IMG_0851Norwich University’s current guides on alcohol use have been evolving for a long time, and for a number of reasons, according to staff and a look at older NU rules and regulations.

The first printed restriction of alcohol, referred to as “spirituous liquor,” was in the Internal Regulations section of the school’s 1837 Prospectus, which was an older version of the Student Rules and Regulations. Before, the Internal Regulations section of Prospectus only vaguely restricted cadets from conducting actions contrary to, “true principles of correct military discipline.”

Although alcohol possession and consumption on campus was restricted in the 1837 Prospectus, there was no defined punishment meant specifically for violation of the alcohol restriction until the later 20th century versions of NU’s Rules and Regulations. Such punishments included “10 direct tours and 15 days of Closed Military Confinement (CMC),” according to the 1970s version of NU Rules and Regulations.

But major changes to the school’s alcohol policy occurred after 1984, according to Vice President for Enrollment Management of Student Affairs Frank Vanacek. In that year, four cadets, who were part of the Norwich Fire Brigade, died in a vehicle accident while responding to a fire. “They died because the Cadet driving the truck was intoxicated from the previous night’s party,” Vanecek said. “From that point on, the university starting taking a much more serious stance.”

Since 1984, the school’s alcohol policy has continued to evolve and the term “Violation of the Alcohol Policy” or VAP was later introduced, according to Vanecek.

Changes have been made to the VAP punishments over time, according to Chief of Security Michael Abraham. “It used to just be, you get VAP’d, you get a punishment, and then it started changing to where there were suspensions,” Abraham said. While punishments still include tours, community service, and suspensions, they later were expanded to include possible loss of an ROTC contract for commissioning for contracted students.

The loss of a ROTC contract as a VAP punishment is controversial and it is regularly discussed for modification, according to Vanecek. “A complete change of life policy, that’s traumatic,” Vanecek said, “but, the student made the decision to drink.”

Some students feel that the VAP punishments are too severe. “Underaged drinking is illegal, so there is nothing they can do about that,” said Nolan Fergusson, 19, a sophomore electrical and computer engineering major. “However, the VAP-ing of people overage and on campus is not understandable. It doesn’t make any sense in my opinion.”

Despite the obvious risks involved in alcohol consumption, students are still caught violating the alcohol policy. “People just want to get away,” Fergusson said, “you start drinking (and) it just pretty much takes you away from the strains and stresses of the day.”

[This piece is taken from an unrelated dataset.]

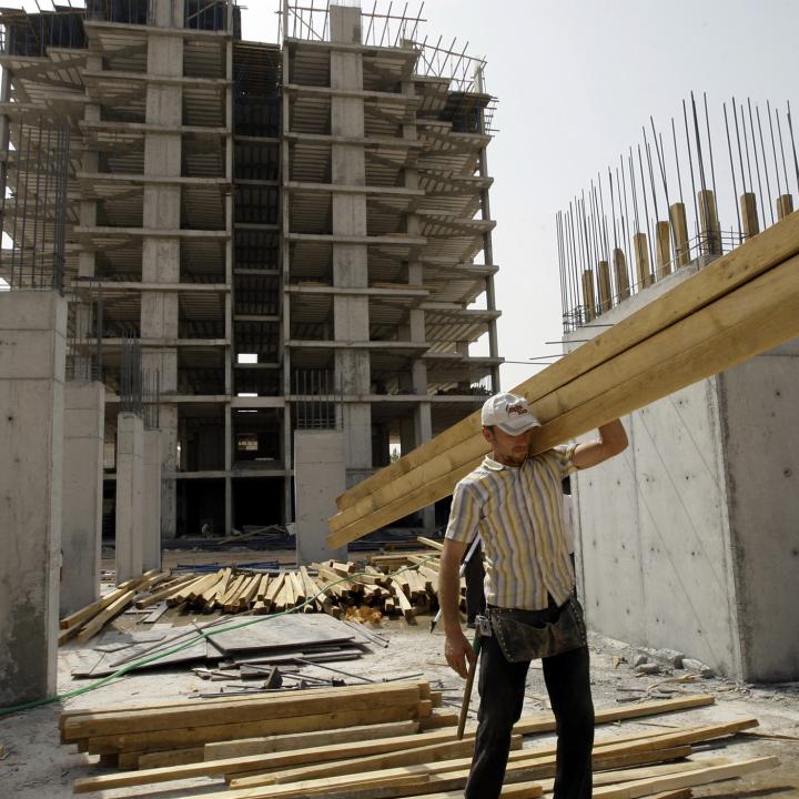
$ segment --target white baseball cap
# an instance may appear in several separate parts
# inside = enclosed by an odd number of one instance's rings
[[[542,426],[524,397],[507,393],[495,394],[485,401],[481,421],[484,427],[496,425],[508,435],[520,435]]]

Vanecek admits that drinking will always be recurring issue. “There’s drinking, there always has, there always will, but what we are not going to do here at Norwich is, we are not going to turn our back on that issue,” h said.

Images from old yearbooks and alumni stories often associate NU with alcohol consumption. “The Norwich University Corps of Cadets is still here today and we used to have keg parties all the time,” Fergusson said. Most alcohol consumption on campus was legal in the past as the age of 18 once was the legal drinking age in Vermont, according to Dean of Student Life, Martha Mathis.

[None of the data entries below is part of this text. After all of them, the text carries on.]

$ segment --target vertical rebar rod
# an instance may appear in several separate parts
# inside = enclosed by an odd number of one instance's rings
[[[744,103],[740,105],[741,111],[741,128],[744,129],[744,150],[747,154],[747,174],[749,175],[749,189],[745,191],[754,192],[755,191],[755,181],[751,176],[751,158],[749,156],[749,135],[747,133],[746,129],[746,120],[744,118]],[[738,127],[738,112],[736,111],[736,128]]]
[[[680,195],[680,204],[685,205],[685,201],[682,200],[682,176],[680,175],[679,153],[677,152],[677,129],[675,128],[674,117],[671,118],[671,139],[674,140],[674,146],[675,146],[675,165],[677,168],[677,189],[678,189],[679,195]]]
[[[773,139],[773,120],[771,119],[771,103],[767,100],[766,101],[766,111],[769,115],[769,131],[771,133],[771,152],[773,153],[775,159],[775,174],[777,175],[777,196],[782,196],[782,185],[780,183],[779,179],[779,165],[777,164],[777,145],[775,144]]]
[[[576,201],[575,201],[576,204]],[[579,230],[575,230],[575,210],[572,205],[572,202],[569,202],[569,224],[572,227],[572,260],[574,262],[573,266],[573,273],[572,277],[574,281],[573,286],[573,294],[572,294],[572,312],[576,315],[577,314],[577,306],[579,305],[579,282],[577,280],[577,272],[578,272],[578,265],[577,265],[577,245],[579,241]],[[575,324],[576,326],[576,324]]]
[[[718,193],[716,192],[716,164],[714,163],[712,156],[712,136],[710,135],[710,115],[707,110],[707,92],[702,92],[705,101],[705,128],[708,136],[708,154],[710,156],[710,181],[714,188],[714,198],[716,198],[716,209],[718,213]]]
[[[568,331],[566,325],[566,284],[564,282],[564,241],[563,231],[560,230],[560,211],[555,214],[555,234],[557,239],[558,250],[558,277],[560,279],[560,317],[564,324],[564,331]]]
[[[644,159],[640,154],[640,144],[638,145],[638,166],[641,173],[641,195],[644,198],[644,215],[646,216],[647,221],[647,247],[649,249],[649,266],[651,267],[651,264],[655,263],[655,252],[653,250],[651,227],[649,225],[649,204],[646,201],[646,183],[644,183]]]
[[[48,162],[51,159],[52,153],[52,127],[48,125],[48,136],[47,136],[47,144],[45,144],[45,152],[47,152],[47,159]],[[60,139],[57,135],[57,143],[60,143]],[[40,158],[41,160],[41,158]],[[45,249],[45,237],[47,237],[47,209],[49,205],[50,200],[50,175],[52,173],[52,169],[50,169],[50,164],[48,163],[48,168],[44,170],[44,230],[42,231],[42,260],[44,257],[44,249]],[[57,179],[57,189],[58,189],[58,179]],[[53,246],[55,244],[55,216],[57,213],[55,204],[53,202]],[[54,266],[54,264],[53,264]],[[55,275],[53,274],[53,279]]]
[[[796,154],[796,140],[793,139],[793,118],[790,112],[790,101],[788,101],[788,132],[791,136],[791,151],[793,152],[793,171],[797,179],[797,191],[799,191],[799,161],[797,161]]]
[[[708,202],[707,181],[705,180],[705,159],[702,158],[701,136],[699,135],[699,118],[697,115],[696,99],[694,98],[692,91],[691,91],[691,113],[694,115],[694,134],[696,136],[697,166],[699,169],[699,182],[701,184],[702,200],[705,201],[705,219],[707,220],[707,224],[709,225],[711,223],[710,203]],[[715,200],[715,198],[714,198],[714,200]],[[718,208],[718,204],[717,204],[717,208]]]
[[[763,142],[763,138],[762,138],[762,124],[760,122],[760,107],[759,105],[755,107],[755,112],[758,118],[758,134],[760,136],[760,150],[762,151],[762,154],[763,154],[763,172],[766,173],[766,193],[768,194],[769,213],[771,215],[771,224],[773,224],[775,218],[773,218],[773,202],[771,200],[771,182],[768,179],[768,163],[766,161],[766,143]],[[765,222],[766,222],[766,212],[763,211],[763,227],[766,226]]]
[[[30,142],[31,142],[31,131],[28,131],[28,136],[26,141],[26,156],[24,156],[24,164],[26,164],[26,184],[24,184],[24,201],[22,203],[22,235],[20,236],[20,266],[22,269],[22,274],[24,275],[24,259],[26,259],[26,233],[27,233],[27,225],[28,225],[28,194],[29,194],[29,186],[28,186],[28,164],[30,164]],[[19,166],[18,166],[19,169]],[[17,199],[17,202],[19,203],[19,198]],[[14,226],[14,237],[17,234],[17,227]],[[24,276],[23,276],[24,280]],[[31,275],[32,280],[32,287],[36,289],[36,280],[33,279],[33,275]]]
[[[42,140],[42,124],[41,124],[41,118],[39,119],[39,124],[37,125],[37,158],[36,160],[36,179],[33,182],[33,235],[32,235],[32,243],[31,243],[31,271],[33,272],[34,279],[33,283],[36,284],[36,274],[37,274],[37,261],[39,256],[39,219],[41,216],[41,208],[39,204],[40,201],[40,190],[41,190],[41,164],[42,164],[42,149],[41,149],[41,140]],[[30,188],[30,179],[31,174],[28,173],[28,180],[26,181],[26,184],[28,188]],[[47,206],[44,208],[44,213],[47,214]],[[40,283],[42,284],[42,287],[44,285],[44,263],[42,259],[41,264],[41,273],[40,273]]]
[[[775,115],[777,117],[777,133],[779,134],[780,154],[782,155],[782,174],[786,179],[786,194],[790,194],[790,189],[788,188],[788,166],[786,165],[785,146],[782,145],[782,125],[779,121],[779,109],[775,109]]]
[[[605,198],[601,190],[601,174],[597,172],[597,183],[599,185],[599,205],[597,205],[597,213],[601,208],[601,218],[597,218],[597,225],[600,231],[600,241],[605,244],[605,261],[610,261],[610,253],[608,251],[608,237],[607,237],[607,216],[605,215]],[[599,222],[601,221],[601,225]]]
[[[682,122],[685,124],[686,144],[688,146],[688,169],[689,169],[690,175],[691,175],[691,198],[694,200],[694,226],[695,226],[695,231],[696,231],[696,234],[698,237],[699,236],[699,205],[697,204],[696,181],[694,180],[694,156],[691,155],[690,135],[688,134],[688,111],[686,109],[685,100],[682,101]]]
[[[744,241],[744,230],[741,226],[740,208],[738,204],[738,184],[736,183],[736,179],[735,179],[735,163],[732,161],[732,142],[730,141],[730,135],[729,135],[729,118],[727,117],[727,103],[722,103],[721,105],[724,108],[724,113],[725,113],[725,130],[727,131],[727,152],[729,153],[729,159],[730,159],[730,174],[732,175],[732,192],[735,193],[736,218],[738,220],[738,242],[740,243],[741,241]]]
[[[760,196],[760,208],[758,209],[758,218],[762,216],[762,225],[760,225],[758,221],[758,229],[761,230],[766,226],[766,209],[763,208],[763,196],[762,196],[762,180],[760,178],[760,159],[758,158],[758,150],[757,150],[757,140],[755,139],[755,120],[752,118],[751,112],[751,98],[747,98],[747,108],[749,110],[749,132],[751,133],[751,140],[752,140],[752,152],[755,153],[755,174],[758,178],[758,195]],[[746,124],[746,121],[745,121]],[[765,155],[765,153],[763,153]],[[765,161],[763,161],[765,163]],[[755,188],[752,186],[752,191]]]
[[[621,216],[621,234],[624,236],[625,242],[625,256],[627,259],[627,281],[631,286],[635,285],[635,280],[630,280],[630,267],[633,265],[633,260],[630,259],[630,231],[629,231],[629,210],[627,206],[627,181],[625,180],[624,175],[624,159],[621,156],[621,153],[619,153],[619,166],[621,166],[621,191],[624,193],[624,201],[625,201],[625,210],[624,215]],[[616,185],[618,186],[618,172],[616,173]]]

“When you hear from those alumni who remind us of their time here, you might want to ask when they graduated,” Mathis said. “If they’re from the 80s back, then it was a different time,” she said.

Despite the popularity of alcohol in past years, most alumni agree with the current alcohol policy, according to Vanecek. “I don’t have a lot of alums who come to me saying our VAP policy is too extreme, I don’t have that,” Vanecek said. “The good ol’ days and all the fun had a lot of consequences, significant consequences. There have been a lot of deaths over the decades from alcohol.”

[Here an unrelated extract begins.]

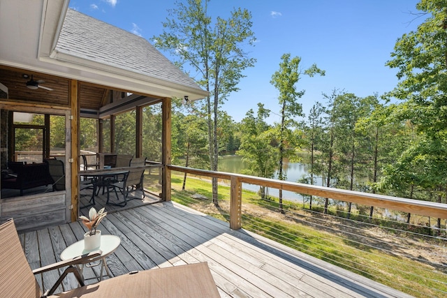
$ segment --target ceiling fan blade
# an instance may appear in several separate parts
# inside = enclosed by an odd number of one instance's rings
[[[43,89],[45,89],[45,90],[48,90],[48,91],[53,91],[53,89],[52,89],[50,87],[45,87],[45,86],[41,86],[41,85],[38,85],[38,87],[39,88],[42,88]]]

“We’re concerned about alcohol consumption, because we’re concerned about the safety of our students,” Vanecek said, “We want them to live, we want them to learn, we want them to graduate, (and) we want them to be great Norwich alums.”


  1. Nick Slupski says:

    As an alum from 1991, I will say the current policy is far too harsh and ridiculous. It was illegal to drink in my time also, but the university would sponsor some events for those of legal age, and they went off well because they were in a controlled environment.
    Likewise, the punishments of today are far too punitive for first time offenders. As for saying that the 80s back was a different word, Mathis is not correct. I remember seeing poor guys doing 50’tours or more in blowing snow at night , and it was true, they drank and they knew the rules, but if they were of age, there was no attempt to wreck their military careers. Those tours were miserable enough. You cannot pile on punishment after punishment.

    I do not agree with the current policy. In the Old days as it was mentioned, it was handled better, and cadets were treated more like adults. And you can bet most of the students today are drinking anyway, either off campus or on. Just because you don’t see it doesn’t mean it’s not happening.